In any case, most of these studies have assumed a rather significant amount of baking soda during soaking (generally around McGee's recommendation of 1 tsp/qt), since the pH must be increased significantly for the baking soda to have effects. Adding only a "pinch" may have only a negligible impact, particularly if the beans are only boiled and not pressure cooked.

Moral of the story (again): While baking soda does something in reducing gas, the effect is generally quite small. Use it primarily to speed up cooking or soften beans instead.
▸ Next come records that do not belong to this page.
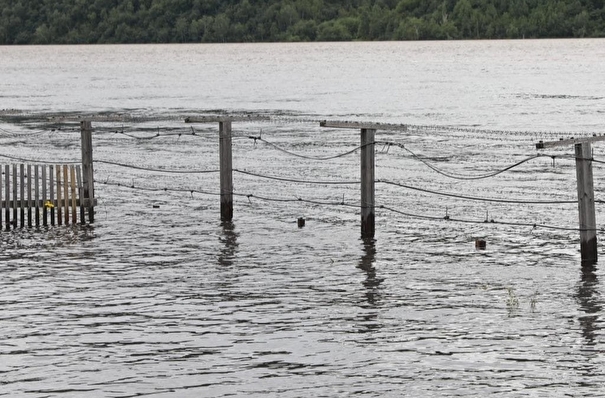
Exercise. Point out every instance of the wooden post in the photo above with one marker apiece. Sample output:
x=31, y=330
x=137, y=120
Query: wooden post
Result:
x=586, y=207
x=80, y=195
x=72, y=178
x=1, y=203
x=7, y=207
x=87, y=169
x=226, y=170
x=59, y=200
x=367, y=183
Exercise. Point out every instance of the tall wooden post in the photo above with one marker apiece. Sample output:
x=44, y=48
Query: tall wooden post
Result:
x=586, y=207
x=367, y=182
x=226, y=170
x=88, y=182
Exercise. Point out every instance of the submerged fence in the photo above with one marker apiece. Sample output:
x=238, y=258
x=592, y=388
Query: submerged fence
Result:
x=83, y=199
x=41, y=195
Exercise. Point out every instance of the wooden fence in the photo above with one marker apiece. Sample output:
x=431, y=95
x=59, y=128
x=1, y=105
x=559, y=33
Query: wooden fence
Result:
x=36, y=195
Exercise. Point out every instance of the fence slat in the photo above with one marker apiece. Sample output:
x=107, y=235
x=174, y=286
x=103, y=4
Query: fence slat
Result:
x=59, y=201
x=72, y=178
x=15, y=196
x=7, y=207
x=29, y=195
x=37, y=195
x=22, y=193
x=51, y=185
x=80, y=191
x=66, y=192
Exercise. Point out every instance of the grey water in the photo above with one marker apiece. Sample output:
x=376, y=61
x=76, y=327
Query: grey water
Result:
x=159, y=298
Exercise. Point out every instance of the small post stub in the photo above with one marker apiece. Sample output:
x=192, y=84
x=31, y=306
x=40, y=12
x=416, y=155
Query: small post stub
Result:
x=88, y=183
x=586, y=205
x=367, y=182
x=226, y=170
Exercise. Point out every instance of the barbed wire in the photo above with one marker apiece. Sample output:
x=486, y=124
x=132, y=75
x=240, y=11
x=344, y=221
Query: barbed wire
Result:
x=297, y=180
x=342, y=203
x=38, y=161
x=306, y=156
x=447, y=218
x=481, y=199
x=157, y=170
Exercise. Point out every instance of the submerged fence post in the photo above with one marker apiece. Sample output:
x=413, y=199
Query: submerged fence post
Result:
x=226, y=170
x=87, y=169
x=367, y=182
x=586, y=206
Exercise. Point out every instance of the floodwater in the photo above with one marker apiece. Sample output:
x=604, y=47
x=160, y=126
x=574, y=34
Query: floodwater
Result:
x=159, y=298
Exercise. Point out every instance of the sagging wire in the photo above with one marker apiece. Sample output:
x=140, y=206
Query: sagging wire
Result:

Answered by Athanasius on March 19, 2021

WHY ADDING SODIUM BICARBONATE SOFTENS BEANS AND LENTILS:

The reason is that as beans age, there is dehydration (My Brazilian mom used to tell that the difference between an old crop bean (cheaper) and a new crop, is the as you fingernail pinch them, the older one is smaller than the new crop one's). Soaking with Sodium Bicarbonate in the cold water takes the Sodium Bicarbonate in intimate contact with the beans starches ,gelatinizing them, reducing the cooking time and making it a creamear beans. But, if you use recent crop beans and you keep the same cooking time with Sodium Bicarbonate, it will turn into a soup. HOW MUCH ENERGY COULD WE SAVE, REDUCING THE COOKING TIME!!!! My rich girl friend (buys only high priced beans, tells me she cooks it under 15 min. in a high pressure cooker... I have found that if a cake recipe calls for Sodium Bicarbonate and Baking Powder, I get a better cake if I add the Sodium Bicarbonate+ liquids, whip blend it and them add the Baking Powder.